Nicole Perry

Sweaty HIIT Circuit Workout

Hello from Miami! I’m wrapping up my friend’s bachelorette weekend, so while I do the complete opposite of working out (read: drink alcohol by the pool), let’s focus on healthier times today…

I had my Btone clients do this HIIT workout the other week as the bootcamp portion of the Tone ‘N Torch class I teach and everyone was good and sweaty by the end–a beautiful sight to a fitness instructor’s eyes! Lots of jumpin’ around in this one. If you want a strength training workout that also packs a cardio punch, this one will get your heart rate up in no time.

Sweaty HIIT Circuit Workout

Equipment I Used:

Set an interval timer for 20 rounds of 45 seconds of work and 15 seconds of rest. You’ll go through the circuit of five exercises four times. During the 45-second work interval, your goal is to get in as many reps as possible without sacrificing form.

Squat Thrust Squat Jump | You do a squat thrust then a squat jump, alternating between the two. Hold the dumbbells at shoulder height, feet about hip’s width apart and squat down, keeping your lower abdomen held in and sliding your bum and hips back and down. Once you reach your lowest squat, power up, driving your hips forward and engaging the glutes as you straighten your legs to stand. As you do so, press the dumbbells overhead into a shoulder press. Sink back down into your low squat. Next time you power up, keep the dumbbells at shoulder height as you jump up, landing softly back down into your squat position. Go right into your thrust, continuing to alternate between the two.

Spiderman Climbers | Start in a plank-lunge position with the right foot planted on the floor on the outside of the right hand. Jump both feet up, momentarily shifting all your weight into the hands, and land back in a plank with the left foot outside the left hand. Continue alternating back and forth. Beginners: instead of jumping, step your right foot up towards the right hand, step it back to plank, then repeat on the left.

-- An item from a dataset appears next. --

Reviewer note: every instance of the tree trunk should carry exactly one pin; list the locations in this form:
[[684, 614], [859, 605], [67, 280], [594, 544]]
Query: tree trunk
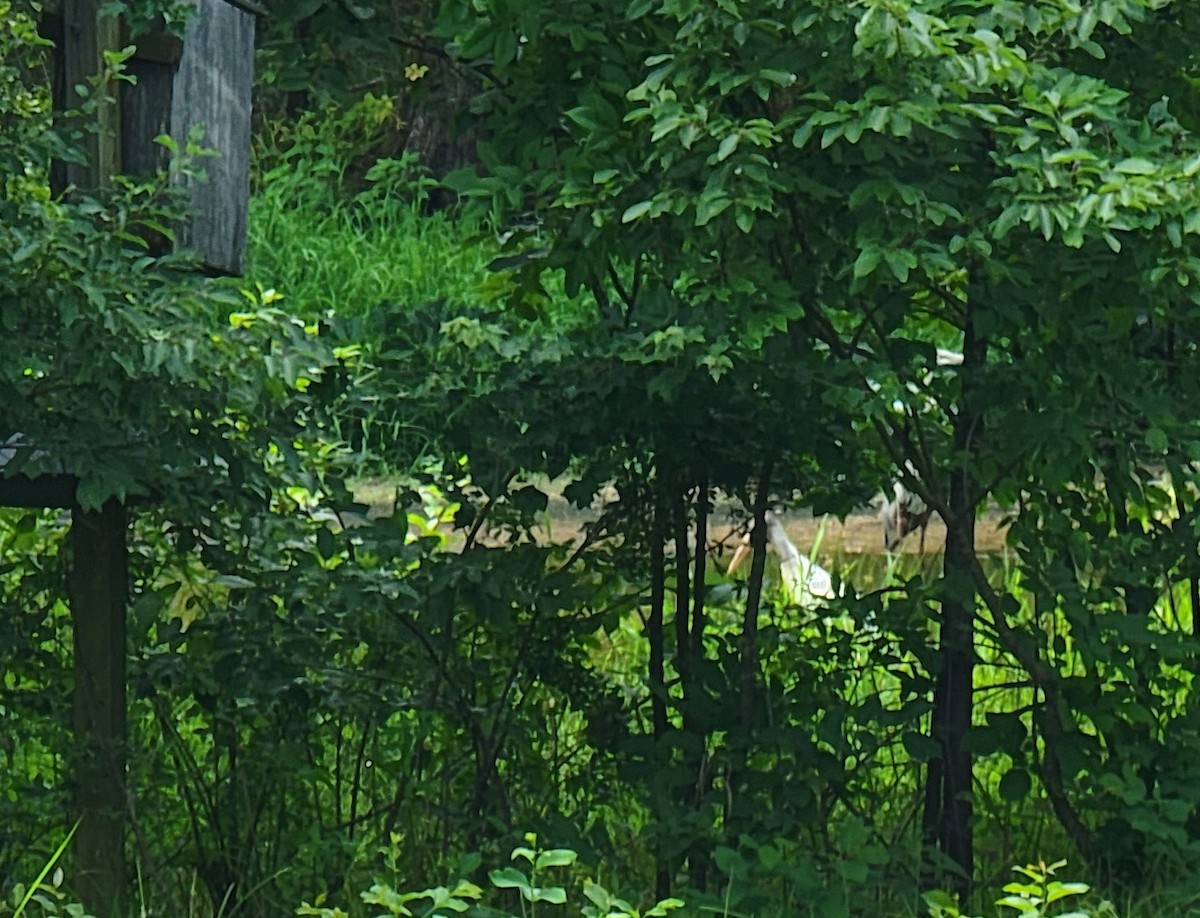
[[948, 804], [97, 586], [749, 649]]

Push Up Burpees | Start standing, feet about shoulder-width apart. Squat down, bringing your hands to the ground by your feet and jump both feet back into a plank position. Do a push up. Quickly jump your feet back up by your hands and shift the weight into your feet, bring torso upright into a low squat position. From here, jump up, arms overhead. Land softly on your feet, sinking right back down into a squat and starting from the top.

Jump Lunges to Knee Up | You’ll do three jump lunges then a knee raise. Make sure you do three—the odd number will ensure you’re alternating sides for the knee raise. Start in a split-stance lunge: right foot in front, ball of left foot planted on the floor behind you. Both knees should be bent to 90 degrees, front knee aligned over ankle, back knee hovering just a couple inches off the floor. From here, push off your feet to jump up in the air, switching feet in mid-air and landing back in a lunge with left foot forward and right foot planted behind. That’s one. After you’ve done three, stand up on your front foot, bringing your back knee up into your chest, engaging your abs. Lower the knee, stepping right back into a lunge position. Start your three jump lunges.

Football Drill (Hot Feet to Hit the Floor) | Start with hot feet: You essentially run in place as fast as you can while in a wide-leg squat position. With your feet a bit wider than hip-width apart, squat down. Staying low, you’ll quickly run your feet up and down, staying on the balls of your feet and barely picking them off the floor (an inch or two) so that you can maintain the speed. Every five or so seconds, hit the floor. Jump down into a sort of plank, lowing your chest to the floor. As soon as your chest touches the floor, push back up and explosively hop back to your feet, staying low in a squat position and going right back into hot feet.

WEARING | top, bra & leggings: Fabletics // sneakers: Nike (similar here)

Enjoy your day!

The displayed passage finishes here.